Regulations for the providers of financial-transaction infrastructure aren’t going to return to pre-financial-crisis levels — in fact, they’re likely to be an ever-increasing burden for everyone involved in a transaction. But regulators could make that burden easier to handle by providing more guidance on what the ground rules actually are, argued Thomas Zeeb, CEO of Swiss provider SIX Securities Services, in Futures & Options World.
Financial infrastructure providers “must now readjust their business aims and aspirations,” Zeeb said. “In a post-crisis world, the compliance burden will continue to cost everyone significant resources both in time and money. Those of us in the market infrastructure space are facing a particularly heavy torrent of regulation. From Emir [European Market Infrastructure Regulation] to CSDR [Regulation on settlement and Central Securities Depositories], Dodd-Frank to Basel III, the list goes on.”
Individually, the regulations are manageable, Zeeb said. But taken together, they’re a huge challenge — in part because regulators don’t always have a clear understanding of how they requirements they implement will conflict or interact with other regulations.
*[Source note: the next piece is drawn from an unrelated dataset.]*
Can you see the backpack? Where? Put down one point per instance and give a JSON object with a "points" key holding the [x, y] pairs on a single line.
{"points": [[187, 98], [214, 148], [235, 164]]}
(In some cases, regulators can also be hamstrung by legislation that was written with a particular country or region in mind, but that will end up applying to cross-border transactions that are covered by potentially conflicting rules on each end.)
But if stricter regulation is unavoidable, especially on infrastructure providers that serve as the backbone of the financial system, a higher-level approach could help compliance departments, which have to both meet current regulations and preempt rules that haven’t yet been rolled out.
“I would like to see a more principles-based approach to regulation rather than a prescriptive approach, accompanied by much clearer guidelines for [infrastructure providers] as to how regulations should be implemented,” Zeeb says.
With regulations that include vaguely defined terms such as “liquid” and “easy-to-understand,” regulators could play a significant role in enabling compliance by providing clear guidance to infrastructure providers rather than letting them fly blind.
Another problem: Once regulators realize the unintended consequences of their implementations, many take the approach of issuing new versions — “sequels” or “fixes” — that may bulldoze the careful efforts of providers to meet the original regulations.
“We’re now in the habit of seeing ‘Mifid,’ ‘UCITS’ or ‘Basel’ with ever-lengthening Roman numerals attached to them,” says Zeeb. Infrastructure providers “can then be penalised in retrospect for not envisioning future regulations adequately enough.”
Providers “have a critical role to play in the stability of the financial systems,” he adds, “but we shouldn’t be the final safety net that covers the mistakes of other players in the value chain.”